Completed in November 2013, the multi-award winning Medmerry Managed Realignment Scheme, at Selsey in West Sussex, includes the largest realignment of open coast in the UK.
‘Managed realignment’ involves building new defences inland from the coast and allowing a new intertidal area to form seaward of the new defences. ‘Intertidal’ refers to the land that is exposed at low tide and covered by the sea at high tide.
The scheme, carried out on behalf of the Environment Agency, is a key element in a 15-year project to provide 7km of new sea defences to protect local communities in West Sussex, while at the same time creating a large nature reserve.
Medmerry, which is located between Selsey and Bracklesham in West Sussex, is one of the stretches of coastline most at risk of flooding in southern England
Following extensive consultation on the 2008 Pagham to East Head Coastal Defence Strategy, the managed realignment scheme became the adopted solution for Medmerry, allowing a new 300 hectare intertidal area to form seaward of the new defences.
The new defences at Medmerry significantly reduce the flood risk to nearly 350 homes, local infrastructure and the main road into the village of Selsey. and are designed to provide protection against rising sea levels over the next 100 years.
The ground breaking project has also created more than 180 hectares of important new wildlife habitat to help compensate for the loss of similar conservation areas in and around the Solent. With the flood defences complete, 10km of new footpaths, cycleways and bridleways were also created across the site.
The 450,000 m3 of earth required for the new defences was dug from within the site which avoided more than 40,000 lorry movements on the local road network.

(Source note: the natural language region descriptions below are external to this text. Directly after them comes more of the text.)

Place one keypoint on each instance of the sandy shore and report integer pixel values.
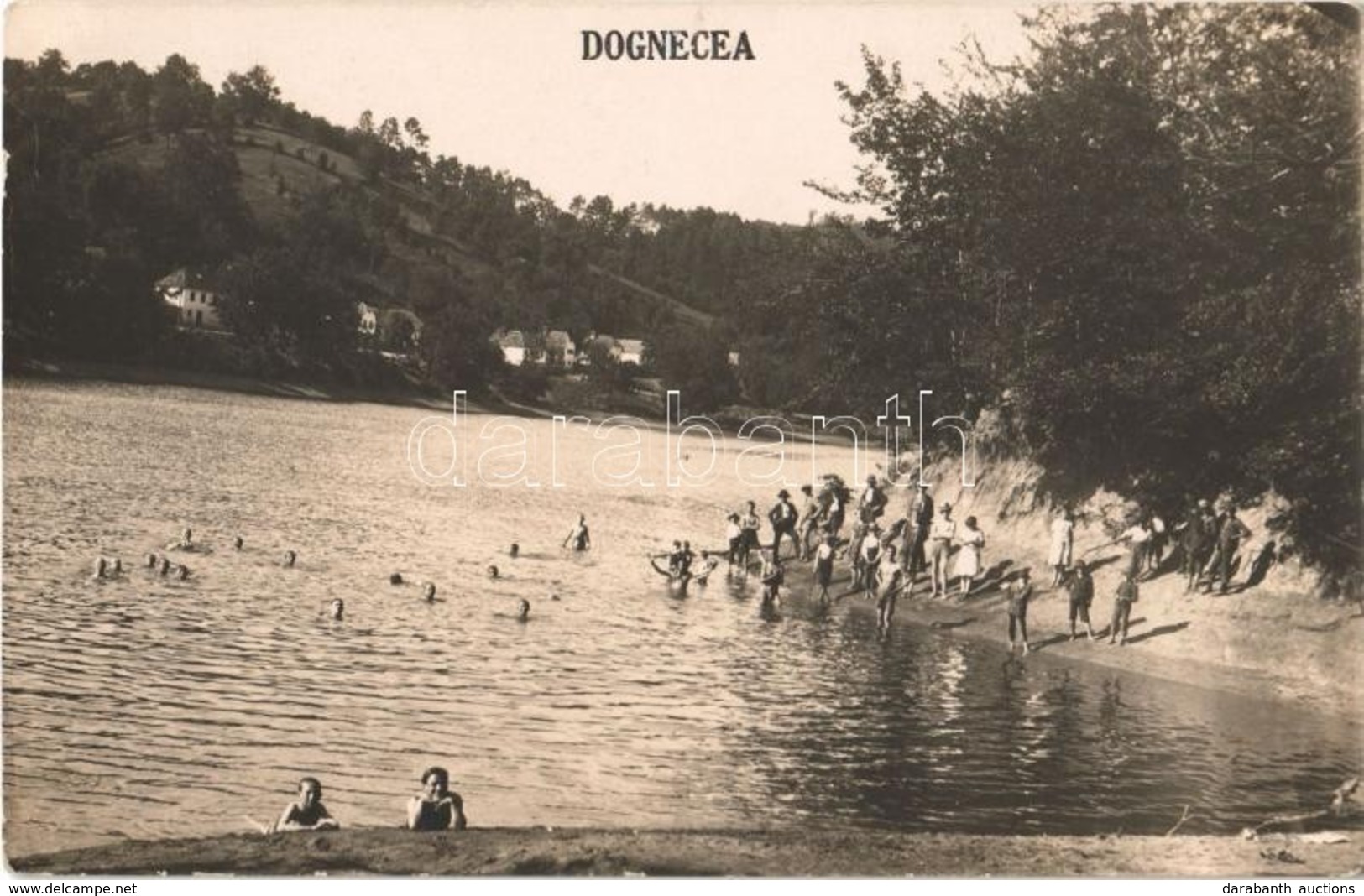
(805, 852)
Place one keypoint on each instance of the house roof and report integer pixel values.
(558, 340)
(509, 338)
(185, 279)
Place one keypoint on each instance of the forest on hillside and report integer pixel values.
(1141, 246)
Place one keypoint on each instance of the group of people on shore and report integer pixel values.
(436, 808)
(887, 560)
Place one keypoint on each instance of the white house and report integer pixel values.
(560, 349)
(191, 298)
(632, 351)
(512, 344)
(368, 318)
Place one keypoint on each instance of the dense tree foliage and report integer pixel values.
(1146, 239)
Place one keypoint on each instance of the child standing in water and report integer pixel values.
(969, 560)
(578, 538)
(436, 808)
(824, 565)
(307, 813)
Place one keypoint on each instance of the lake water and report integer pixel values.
(146, 706)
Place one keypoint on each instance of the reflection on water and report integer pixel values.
(148, 706)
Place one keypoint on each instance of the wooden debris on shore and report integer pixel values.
(1344, 805)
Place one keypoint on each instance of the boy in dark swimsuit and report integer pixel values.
(436, 808)
(307, 813)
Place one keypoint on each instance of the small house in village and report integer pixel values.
(632, 352)
(368, 320)
(619, 351)
(560, 349)
(191, 298)
(512, 346)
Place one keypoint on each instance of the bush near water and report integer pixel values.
(1139, 248)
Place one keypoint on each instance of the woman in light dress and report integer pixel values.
(1063, 543)
(969, 558)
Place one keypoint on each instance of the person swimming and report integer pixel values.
(708, 565)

In addition, the 60,000 tonnes of rock used to build the structures at each end of the scheme were delivered by sea to further minimise impact on the local road network.
Throughout construction the project team took great care to protect the existing wildlife on the site and to record features of archaeological interest.
The final dramatic stages of the scheme were captured in a BBC South news report and by two time lapse cameras on the Environment Agency website. The time lapse cameras have captured the excavation of the breach area up to the back of the existing shingle bank.